Since the signing, and despite the impacts of COVID-19 on government budgets, all four counties have transferred their first quarter funds and triggered match funding from Nutrition International. Negotiations are currently underway with six additional counties who have committed to joining the model by July 2021, and we are supporting a further six to create CNAPs, which will form the basis of future performance-based matched-funding arrangements.

The road ahead

Despite evidence of success, Kenya still suffers from a huge burden of preventable malnutrition. More than many countries, it has the power, the people, and the means to put an end to this. Forward-thinking governors were rightly concerned not only about preventable maternal and child deaths, but also about rising obesity and deaths due to non-communicable diseases. Malnutrition is a great destroyer of immune systems, and the foundation of any health system is the immune system strength of the people in it. When a pandemic like COVID-19 preys upon the most vulnerable, the benefits of investing in nutrition become doubly clear and increasing the priority for nutrition investments at local level is more important than ever.

As we proceed, we will keep the following six lessons in mind:

  • Upfront engagement is key. Nutrition actions must be tailored to the local context by counties themselves.
  • Local governance matters. National nutrition plans offer good guidance, but sub-national commitment drives action on the ground.
  • Nutrition must be made political or it will never be a priority. Governors and their teams who helped co-create the action plans are key nutrition ambassadors, within their counties and for other counties and other countries.
  • Evidence and impact must drive prioritization. Counties operate in resource-constrained environments and funds must be prioritized based on evidence for impact in vulnerable groups.
  • People must remain at the centre. Programs must bridge the technical, financial and political while remaining focused on the most important part of the equation: people.
  • Now is the time for greater ambition. COVID-19 has shown us that global health is a local matter and that strong immune systems are the foundation of strong health systems. Now is the time to scale up this model and ensure there is more money for nutrition as well as more nutrition for the money.
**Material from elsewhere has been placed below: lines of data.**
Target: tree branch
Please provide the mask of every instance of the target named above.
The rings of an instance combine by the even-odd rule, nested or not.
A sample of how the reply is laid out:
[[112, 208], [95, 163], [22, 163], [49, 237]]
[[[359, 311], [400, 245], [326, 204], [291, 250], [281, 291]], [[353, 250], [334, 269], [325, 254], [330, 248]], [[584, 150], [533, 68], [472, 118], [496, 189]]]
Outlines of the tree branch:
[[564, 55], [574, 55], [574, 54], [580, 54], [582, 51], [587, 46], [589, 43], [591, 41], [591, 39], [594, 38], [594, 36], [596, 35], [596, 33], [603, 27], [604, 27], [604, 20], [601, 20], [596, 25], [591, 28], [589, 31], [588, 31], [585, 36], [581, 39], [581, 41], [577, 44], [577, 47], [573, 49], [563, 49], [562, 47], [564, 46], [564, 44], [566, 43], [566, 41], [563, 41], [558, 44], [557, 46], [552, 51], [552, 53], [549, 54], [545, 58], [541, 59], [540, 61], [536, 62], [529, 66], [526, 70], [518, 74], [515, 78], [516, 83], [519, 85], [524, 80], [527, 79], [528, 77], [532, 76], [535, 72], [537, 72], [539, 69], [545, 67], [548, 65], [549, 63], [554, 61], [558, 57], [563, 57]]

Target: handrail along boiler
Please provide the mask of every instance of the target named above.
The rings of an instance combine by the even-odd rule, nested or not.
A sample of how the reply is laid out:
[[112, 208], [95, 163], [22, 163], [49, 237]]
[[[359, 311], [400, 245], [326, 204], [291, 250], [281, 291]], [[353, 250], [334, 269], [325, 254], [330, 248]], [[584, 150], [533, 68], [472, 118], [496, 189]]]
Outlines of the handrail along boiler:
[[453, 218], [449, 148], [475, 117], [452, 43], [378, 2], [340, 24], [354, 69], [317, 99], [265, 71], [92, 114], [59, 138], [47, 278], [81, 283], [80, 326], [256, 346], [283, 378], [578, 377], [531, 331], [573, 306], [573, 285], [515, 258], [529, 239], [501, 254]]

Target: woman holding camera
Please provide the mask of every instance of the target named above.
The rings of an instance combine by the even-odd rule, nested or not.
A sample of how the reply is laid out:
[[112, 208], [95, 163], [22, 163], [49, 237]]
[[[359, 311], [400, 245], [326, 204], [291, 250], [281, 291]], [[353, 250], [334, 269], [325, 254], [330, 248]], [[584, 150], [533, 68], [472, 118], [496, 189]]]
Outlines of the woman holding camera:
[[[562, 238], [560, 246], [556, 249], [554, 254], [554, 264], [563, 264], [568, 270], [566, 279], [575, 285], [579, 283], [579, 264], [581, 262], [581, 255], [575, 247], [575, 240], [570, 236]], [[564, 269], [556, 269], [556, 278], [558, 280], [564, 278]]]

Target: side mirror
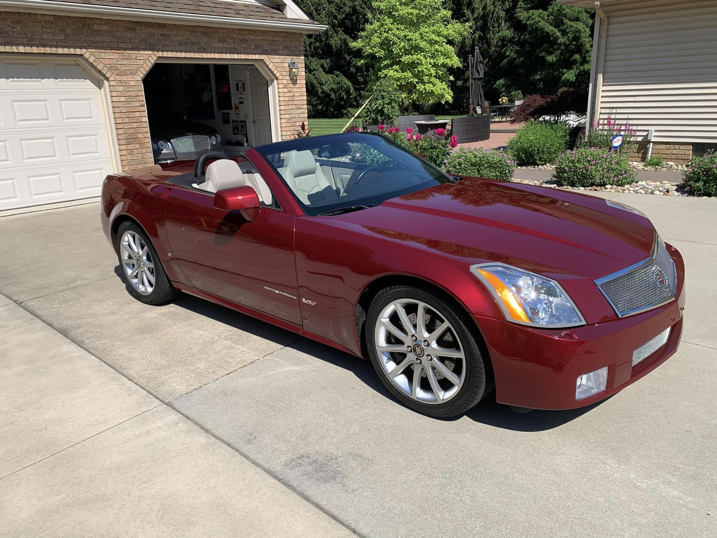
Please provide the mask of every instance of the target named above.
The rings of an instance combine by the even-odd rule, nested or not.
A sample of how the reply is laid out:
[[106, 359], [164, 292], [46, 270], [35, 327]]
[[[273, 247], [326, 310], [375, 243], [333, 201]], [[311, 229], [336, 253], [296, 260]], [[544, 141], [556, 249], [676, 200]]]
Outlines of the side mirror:
[[214, 194], [214, 207], [225, 211], [239, 211], [248, 221], [252, 221], [259, 213], [259, 196], [249, 185], [222, 189]]

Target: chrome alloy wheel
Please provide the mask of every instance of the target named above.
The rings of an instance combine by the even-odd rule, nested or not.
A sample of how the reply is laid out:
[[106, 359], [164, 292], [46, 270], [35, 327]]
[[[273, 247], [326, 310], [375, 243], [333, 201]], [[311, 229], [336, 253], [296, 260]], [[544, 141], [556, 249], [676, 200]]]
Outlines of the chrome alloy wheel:
[[384, 371], [407, 396], [440, 404], [458, 394], [465, 379], [465, 354], [440, 311], [416, 299], [399, 299], [381, 311], [374, 336]]
[[122, 235], [120, 258], [125, 276], [137, 291], [149, 295], [154, 289], [154, 263], [142, 237], [131, 230]]

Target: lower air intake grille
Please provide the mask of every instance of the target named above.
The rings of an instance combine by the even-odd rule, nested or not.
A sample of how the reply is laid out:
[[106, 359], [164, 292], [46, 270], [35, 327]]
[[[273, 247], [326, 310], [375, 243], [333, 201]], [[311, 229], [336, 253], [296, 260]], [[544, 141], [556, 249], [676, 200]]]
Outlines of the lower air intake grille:
[[670, 327], [663, 331], [660, 334], [650, 340], [632, 351], [632, 366], [639, 364], [657, 349], [664, 346], [670, 336]]
[[171, 141], [178, 161], [195, 159], [209, 151], [209, 137], [199, 135], [179, 136]]

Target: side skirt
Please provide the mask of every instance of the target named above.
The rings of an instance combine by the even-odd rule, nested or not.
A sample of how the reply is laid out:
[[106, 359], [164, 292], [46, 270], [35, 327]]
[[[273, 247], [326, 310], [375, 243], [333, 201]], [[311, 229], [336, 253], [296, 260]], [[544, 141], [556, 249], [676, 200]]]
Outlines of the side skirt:
[[250, 308], [248, 306], [244, 306], [244, 305], [212, 295], [212, 293], [207, 293], [206, 291], [198, 290], [196, 288], [192, 288], [186, 284], [181, 284], [177, 282], [173, 282], [172, 284], [178, 290], [184, 291], [185, 293], [189, 293], [189, 295], [193, 295], [195, 297], [199, 297], [200, 299], [205, 299], [212, 303], [216, 303], [217, 304], [222, 305], [222, 306], [226, 306], [227, 308], [231, 308], [232, 310], [246, 314], [247, 316], [251, 316], [252, 318], [256, 318], [262, 321], [266, 321], [267, 323], [275, 325], [281, 329], [290, 331], [293, 333], [298, 334], [300, 336], [305, 336], [310, 339], [311, 340], [315, 340], [320, 344], [331, 346], [331, 347], [343, 351], [344, 353], [348, 353], [351, 355], [353, 355], [354, 357], [364, 359], [364, 357], [361, 357], [361, 355], [356, 354], [351, 349], [346, 348], [343, 346], [341, 346], [336, 342], [331, 341], [328, 339], [320, 336], [318, 334], [310, 332], [309, 331], [305, 331], [300, 325], [295, 325], [290, 321], [281, 319], [280, 318], [275, 318], [273, 316], [270, 316], [264, 312], [260, 312], [258, 310]]

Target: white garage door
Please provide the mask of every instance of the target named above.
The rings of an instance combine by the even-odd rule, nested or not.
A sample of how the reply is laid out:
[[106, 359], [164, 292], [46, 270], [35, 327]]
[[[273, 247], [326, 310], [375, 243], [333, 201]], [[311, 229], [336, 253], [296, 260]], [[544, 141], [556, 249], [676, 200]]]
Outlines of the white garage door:
[[72, 59], [0, 56], [0, 210], [96, 196], [112, 171], [99, 82]]

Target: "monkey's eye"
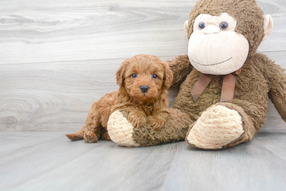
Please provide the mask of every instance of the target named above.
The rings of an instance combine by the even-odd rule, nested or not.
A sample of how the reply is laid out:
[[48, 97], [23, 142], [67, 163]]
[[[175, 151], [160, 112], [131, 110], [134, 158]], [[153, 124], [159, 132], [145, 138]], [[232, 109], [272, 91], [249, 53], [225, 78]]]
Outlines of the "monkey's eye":
[[219, 24], [219, 28], [222, 30], [225, 30], [229, 27], [229, 24], [226, 22], [222, 22]]
[[205, 27], [205, 23], [203, 22], [201, 22], [199, 24], [199, 28], [201, 30], [203, 29]]

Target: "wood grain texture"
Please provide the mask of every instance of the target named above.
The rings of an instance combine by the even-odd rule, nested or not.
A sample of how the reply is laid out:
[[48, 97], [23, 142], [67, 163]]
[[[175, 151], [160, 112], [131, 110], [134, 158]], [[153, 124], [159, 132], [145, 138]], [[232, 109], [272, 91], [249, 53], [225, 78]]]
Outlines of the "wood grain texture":
[[[286, 50], [286, 1], [258, 0], [274, 23], [259, 50]], [[187, 52], [183, 26], [196, 0], [0, 1], [0, 64]]]
[[[265, 53], [286, 69], [286, 52]], [[123, 60], [0, 65], [0, 131], [78, 130], [93, 102], [118, 89], [115, 74]], [[169, 91], [170, 107], [178, 90]], [[285, 128], [272, 104], [268, 109], [267, 122]]]
[[0, 134], [0, 190], [284, 190], [286, 130], [205, 150], [185, 141], [128, 148], [65, 132]]

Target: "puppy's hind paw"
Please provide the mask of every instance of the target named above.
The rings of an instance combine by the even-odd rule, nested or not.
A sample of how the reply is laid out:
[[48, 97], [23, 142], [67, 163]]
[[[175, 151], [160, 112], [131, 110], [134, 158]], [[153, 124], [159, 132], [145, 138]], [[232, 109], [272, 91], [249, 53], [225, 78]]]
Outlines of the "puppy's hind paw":
[[83, 139], [87, 143], [95, 143], [97, 141], [97, 138], [94, 133], [89, 131], [83, 134]]
[[165, 124], [165, 122], [152, 116], [147, 118], [147, 123], [152, 126], [156, 131], [159, 131], [162, 129]]

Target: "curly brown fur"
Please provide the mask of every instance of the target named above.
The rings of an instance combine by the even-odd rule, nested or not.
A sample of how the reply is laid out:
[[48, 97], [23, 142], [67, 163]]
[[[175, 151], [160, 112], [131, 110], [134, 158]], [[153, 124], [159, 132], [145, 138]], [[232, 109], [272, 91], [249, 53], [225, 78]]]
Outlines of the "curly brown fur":
[[[132, 75], [135, 74], [136, 77]], [[154, 74], [156, 78], [153, 78]], [[170, 117], [167, 89], [170, 88], [173, 74], [168, 64], [155, 56], [139, 55], [125, 60], [116, 72], [118, 91], [107, 94], [95, 103], [90, 110], [85, 126], [75, 133], [67, 134], [70, 139], [83, 138], [87, 142], [99, 139], [110, 140], [107, 122], [117, 109], [129, 113], [128, 120], [135, 127], [146, 122], [156, 130], [160, 130]], [[146, 92], [142, 86], [148, 87]]]
[[[243, 127], [246, 132], [234, 142], [222, 148], [233, 146], [254, 138], [265, 122], [268, 111], [268, 96], [282, 118], [286, 122], [286, 74], [284, 72], [285, 70], [265, 55], [256, 52], [264, 36], [263, 13], [257, 6], [256, 1], [201, 0], [196, 4], [190, 15], [188, 37], [189, 38], [193, 32], [195, 19], [199, 14], [204, 13], [215, 16], [224, 12], [237, 20], [236, 31], [247, 39], [250, 49], [241, 72], [236, 78], [234, 99], [228, 103], [219, 104], [227, 104], [227, 107], [238, 112], [242, 116]], [[220, 101], [222, 76], [215, 76], [195, 103], [190, 91], [202, 73], [191, 65], [187, 55], [178, 57], [167, 62], [174, 74], [172, 87], [180, 85], [179, 94], [171, 111], [178, 110], [188, 115], [190, 119], [183, 122], [183, 124], [178, 125], [175, 119], [179, 119], [182, 114], [172, 113], [168, 123], [168, 128], [170, 129], [168, 130], [169, 134], [168, 134], [168, 137], [170, 139], [166, 140], [164, 137], [165, 135], [161, 135], [158, 132], [148, 132], [150, 127], [148, 125], [144, 126], [144, 129], [140, 129], [140, 132], [135, 131], [133, 138], [135, 142], [140, 144], [143, 143], [142, 146], [168, 142], [172, 137], [175, 137], [178, 128], [189, 125], [191, 128], [193, 124], [192, 125], [191, 122], [188, 124], [187, 123], [195, 122], [202, 112]], [[246, 121], [247, 123], [245, 122]], [[167, 128], [166, 125], [163, 128], [164, 129]], [[153, 134], [149, 135], [144, 132], [145, 130]], [[147, 143], [147, 139], [149, 142]]]

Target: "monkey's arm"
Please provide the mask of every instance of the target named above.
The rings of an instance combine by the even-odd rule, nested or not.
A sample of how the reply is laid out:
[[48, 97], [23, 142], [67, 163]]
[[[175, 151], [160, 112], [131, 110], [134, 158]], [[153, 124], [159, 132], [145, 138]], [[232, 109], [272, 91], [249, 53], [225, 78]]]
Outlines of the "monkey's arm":
[[170, 89], [179, 86], [186, 79], [193, 67], [192, 66], [188, 55], [179, 56], [172, 60], [166, 61], [173, 72], [174, 79]]
[[286, 73], [284, 72], [285, 70], [266, 55], [261, 55], [259, 57], [260, 59], [263, 59], [262, 71], [270, 84], [268, 96], [282, 119], [286, 122]]

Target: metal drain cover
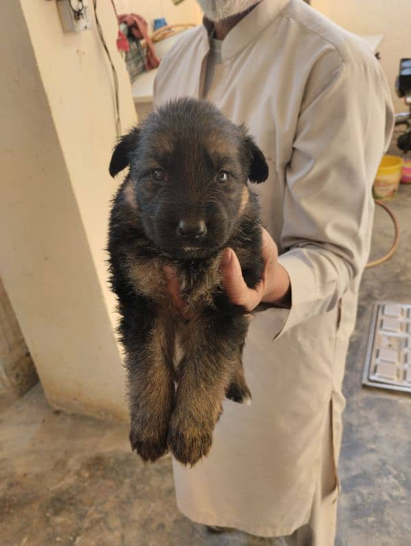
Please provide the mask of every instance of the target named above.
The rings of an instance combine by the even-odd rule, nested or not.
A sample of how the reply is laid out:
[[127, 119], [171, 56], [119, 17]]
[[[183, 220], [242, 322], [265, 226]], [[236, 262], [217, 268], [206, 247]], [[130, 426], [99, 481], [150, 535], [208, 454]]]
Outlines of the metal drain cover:
[[411, 303], [374, 306], [362, 384], [411, 393]]

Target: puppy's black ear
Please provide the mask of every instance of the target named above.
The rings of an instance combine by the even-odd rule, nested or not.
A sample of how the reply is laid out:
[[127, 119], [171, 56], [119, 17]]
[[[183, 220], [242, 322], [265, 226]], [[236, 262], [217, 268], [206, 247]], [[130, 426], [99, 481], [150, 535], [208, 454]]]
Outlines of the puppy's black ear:
[[252, 137], [245, 137], [245, 144], [248, 148], [251, 160], [249, 169], [249, 179], [251, 182], [264, 182], [269, 177], [269, 166], [264, 153], [254, 142]]
[[138, 143], [140, 129], [135, 127], [118, 140], [108, 168], [111, 176], [114, 177], [129, 165], [131, 153]]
At Nutrition International, we will expand our work with sub-national governments across Kenya and beyond to increase domestic investments for nutrition and build stronger, more resilient communities. Communities that are better able to withstand future shocks, be they health, environmental or economic. We will also continue to partner with leading nutrition donors, such as Canada and the United Kingdom, to build sustainable programs that deliver measurable results for every dollar invested.